CENTRE uses precomputed datasets that the user needs to download either by using
the CENTRE::downloadPredcomputedData()
or downloading the data from http://owww.molgen.mpg.de/~CENTRE_data/PrecomputedData.db
and adding it to the /inst/extdata folder.
PrecomputedData.db is a database containing precomputed Wilcoxon rank sum tests on the following data sets:
- CAGE-seq dataset (Andersson et al.,2014)
- DNAse hypersensitivity dataset (Thurman et al.,2012)
- DNAse-seq gene expression dataset (Sheffield et al.,2013)
- CRUP-EP gene expression dataset
- Pearson Correlation between CRUP-EP(Enhancer Probability) and CRUP-PP (Promoter Probability) across 104 cell types
The function CENTRE::computeCellTypeFeatures()
has a parameter called chr
with
which the user can provide a subset of chromosomes for which to quantile normalize.

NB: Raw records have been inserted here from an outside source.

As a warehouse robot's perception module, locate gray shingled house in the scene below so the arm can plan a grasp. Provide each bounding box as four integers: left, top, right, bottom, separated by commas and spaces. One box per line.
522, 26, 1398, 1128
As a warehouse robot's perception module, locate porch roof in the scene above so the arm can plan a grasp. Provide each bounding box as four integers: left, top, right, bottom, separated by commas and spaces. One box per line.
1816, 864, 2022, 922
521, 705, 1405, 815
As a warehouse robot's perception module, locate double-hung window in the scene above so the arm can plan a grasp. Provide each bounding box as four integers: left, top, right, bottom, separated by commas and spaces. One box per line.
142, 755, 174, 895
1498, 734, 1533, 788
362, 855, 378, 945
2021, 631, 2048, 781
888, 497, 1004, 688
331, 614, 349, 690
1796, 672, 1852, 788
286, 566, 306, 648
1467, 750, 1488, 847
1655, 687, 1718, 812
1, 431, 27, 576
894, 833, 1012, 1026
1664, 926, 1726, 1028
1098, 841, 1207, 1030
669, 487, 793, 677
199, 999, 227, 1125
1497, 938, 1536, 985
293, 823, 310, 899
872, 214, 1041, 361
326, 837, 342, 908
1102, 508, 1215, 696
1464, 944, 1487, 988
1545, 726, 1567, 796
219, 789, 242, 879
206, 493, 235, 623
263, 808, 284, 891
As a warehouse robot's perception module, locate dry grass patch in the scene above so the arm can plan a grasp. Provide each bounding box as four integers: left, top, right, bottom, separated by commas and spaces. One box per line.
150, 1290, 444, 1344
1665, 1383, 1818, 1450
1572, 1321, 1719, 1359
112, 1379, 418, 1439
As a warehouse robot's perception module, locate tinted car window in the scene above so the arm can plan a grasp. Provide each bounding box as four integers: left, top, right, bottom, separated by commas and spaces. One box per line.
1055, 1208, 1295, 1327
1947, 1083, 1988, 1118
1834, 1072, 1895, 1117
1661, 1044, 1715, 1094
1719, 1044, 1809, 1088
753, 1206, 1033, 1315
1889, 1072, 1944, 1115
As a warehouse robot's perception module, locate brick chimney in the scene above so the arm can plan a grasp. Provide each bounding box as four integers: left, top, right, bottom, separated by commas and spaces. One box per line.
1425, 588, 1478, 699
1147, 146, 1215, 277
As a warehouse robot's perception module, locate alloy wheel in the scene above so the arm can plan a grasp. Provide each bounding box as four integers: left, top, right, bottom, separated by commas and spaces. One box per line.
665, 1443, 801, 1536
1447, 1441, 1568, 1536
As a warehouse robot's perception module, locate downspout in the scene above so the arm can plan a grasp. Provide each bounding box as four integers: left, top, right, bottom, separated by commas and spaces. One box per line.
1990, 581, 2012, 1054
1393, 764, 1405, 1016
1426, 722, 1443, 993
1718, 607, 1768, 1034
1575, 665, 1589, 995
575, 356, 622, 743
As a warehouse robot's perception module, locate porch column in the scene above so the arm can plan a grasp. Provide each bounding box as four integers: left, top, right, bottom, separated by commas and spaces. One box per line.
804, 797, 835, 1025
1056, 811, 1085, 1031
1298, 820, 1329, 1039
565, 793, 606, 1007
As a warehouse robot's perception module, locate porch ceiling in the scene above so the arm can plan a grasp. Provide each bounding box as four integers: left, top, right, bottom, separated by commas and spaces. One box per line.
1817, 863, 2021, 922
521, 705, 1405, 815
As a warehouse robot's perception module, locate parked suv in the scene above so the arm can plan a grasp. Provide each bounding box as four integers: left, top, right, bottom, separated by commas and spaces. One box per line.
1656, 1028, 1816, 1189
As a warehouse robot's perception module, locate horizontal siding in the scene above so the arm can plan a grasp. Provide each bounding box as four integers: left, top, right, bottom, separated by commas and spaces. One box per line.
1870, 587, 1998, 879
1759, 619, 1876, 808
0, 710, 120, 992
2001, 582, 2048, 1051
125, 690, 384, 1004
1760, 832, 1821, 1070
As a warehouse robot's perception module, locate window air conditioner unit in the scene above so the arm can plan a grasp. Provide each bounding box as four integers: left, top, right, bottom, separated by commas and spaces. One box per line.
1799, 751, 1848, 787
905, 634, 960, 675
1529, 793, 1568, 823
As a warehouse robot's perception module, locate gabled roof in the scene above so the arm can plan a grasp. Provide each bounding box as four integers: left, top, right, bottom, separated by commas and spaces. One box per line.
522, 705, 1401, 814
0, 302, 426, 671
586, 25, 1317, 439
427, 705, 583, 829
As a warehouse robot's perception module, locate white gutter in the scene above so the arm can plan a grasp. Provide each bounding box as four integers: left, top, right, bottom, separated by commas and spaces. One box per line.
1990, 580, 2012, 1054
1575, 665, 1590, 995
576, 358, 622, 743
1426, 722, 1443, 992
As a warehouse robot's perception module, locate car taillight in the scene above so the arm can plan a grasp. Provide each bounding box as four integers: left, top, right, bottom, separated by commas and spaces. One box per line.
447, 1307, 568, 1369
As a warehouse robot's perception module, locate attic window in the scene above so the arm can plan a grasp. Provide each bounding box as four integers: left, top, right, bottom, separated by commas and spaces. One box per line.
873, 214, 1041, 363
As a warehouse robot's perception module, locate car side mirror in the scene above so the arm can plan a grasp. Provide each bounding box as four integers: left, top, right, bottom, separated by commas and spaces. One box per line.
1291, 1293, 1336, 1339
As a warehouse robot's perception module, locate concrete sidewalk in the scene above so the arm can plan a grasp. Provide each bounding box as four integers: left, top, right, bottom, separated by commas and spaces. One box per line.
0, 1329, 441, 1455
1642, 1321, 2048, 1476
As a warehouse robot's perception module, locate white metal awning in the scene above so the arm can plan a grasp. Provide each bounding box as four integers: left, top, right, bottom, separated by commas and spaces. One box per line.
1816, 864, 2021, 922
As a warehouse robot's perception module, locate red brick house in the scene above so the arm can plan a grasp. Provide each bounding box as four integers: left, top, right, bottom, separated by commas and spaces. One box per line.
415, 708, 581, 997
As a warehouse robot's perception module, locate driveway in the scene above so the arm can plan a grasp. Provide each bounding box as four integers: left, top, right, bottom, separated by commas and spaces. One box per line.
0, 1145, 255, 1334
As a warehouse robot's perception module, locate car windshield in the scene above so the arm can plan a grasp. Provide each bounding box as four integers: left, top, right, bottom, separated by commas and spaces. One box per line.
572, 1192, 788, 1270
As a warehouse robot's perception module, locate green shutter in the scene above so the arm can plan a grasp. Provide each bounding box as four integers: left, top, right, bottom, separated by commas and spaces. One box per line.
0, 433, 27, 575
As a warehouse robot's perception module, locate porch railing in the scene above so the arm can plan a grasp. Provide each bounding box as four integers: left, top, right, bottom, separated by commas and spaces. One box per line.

This can be used to make the normalization step faster but could change the outcome
of the function and following predictions. For CENTRE to run as expected the user
should normalize for all chromosomes and provide genome-wide ChIP-seq data.
#Install the development version of crupR
if (!require("devtools", quietly = TRUE))
install.packages("devtools")
devtools::install_git("https://github.com/akbariomgba/crupR.git")
#Say yes to installing all required dependencies
#Install the development version of CENTRE
devtools::install_git("https://github.com/slrvv/CENTRE.git")
#Say yes to installing all required dependencies
Note: If the installation of any of the dependencies of CENTRE fails try running the script CENTRE/install/install_CENTRE.R
- Andersson,R. et al. (2014) An atlas of active enhancers across human cell types and tissues. Nature, 507, 455–461.
- Thurman,R.E. et al. (2012) The accessible chromatin landscape of the human genome. Nature, 489, 75–82.
- Sheffield,N.C. et al. (2013) Patterns of regulatory activity across diverse human cell types predict tissue identity, transcription factor binding, and long-range interactions. Genome Res., 23, 777–788.